From Democracy Digest:
The most important thing about South Korea’s legislative elections this week is the fact that they happened at all, notes John Delury, a professor of Chinese studies at Yonsei University, in Seoul, South Korea. They were the world’s first nationwide vote of the coronavirus era, and more than 29 million people — 66 percent of the electorate, the highest turnout in nearly three decades — cast ballots to choose 300 new members for the National Assembly, he writes for the Times:
Each polling station was equipped with hand sanitizer and disposable gloves; voters, wearing masks and standing far apart, had their temperatures checked at the entrances. No one seemed to feel they had to choose between exercising their democratic rights and protecting their health. …..But for the rest of the world, the significance of this election has little to do with its outcome. What matters most is that tens of millions of citizens were able to exercise their democratic rights even in the age of the coronavirus.

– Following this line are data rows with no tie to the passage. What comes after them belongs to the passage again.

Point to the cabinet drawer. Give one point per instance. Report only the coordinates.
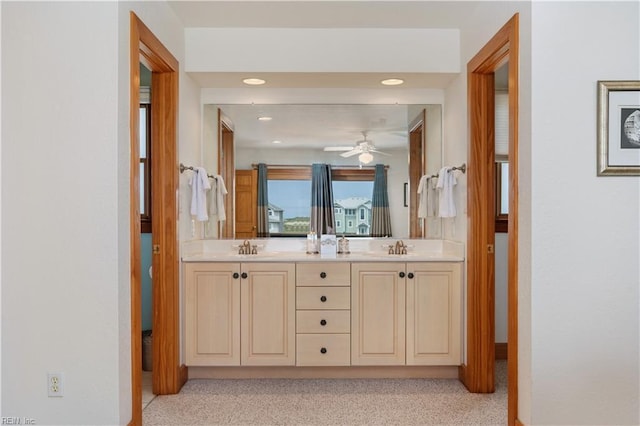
(323, 298)
(323, 321)
(323, 274)
(323, 349)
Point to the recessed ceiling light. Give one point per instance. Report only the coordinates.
(253, 81)
(392, 81)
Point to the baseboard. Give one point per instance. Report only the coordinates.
(183, 376)
(501, 350)
(364, 372)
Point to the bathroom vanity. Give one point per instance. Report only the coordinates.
(283, 307)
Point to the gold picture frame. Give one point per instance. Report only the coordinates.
(618, 128)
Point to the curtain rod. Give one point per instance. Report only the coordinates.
(299, 166)
(183, 168)
(462, 168)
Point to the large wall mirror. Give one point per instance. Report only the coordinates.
(351, 138)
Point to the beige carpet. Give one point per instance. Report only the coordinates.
(330, 402)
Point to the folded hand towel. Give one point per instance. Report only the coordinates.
(217, 199)
(427, 197)
(199, 183)
(446, 182)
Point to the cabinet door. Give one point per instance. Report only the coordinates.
(433, 314)
(377, 314)
(268, 314)
(212, 314)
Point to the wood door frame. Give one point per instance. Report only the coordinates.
(478, 374)
(227, 169)
(417, 152)
(168, 374)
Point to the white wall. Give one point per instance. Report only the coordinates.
(60, 280)
(501, 303)
(65, 204)
(585, 229)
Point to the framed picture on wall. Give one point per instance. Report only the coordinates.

Thae Yong Ho….the second-highest ranking North Korean official to have defected to South Korea, made history becoming the first defector to be directly elected as a lawmaker in South Korea’s affluent Gangnam district, ABC News adds. Fellow defector Ji Seong-ho was also elected to the parliament as a proportionate representative for the Future Korea Party, the Times adds.
David Anderson says
Korea puts us to shame in a lot of areas.
I was so pleased to see that turn out and result in Seoul.
Of course, I don’t think they have a party there entirely devoted to disenfranchising a large part of their population like we do BUT its true that (the few) North Korean defectors there are discriminated against.
So RoK gets and A+ this week.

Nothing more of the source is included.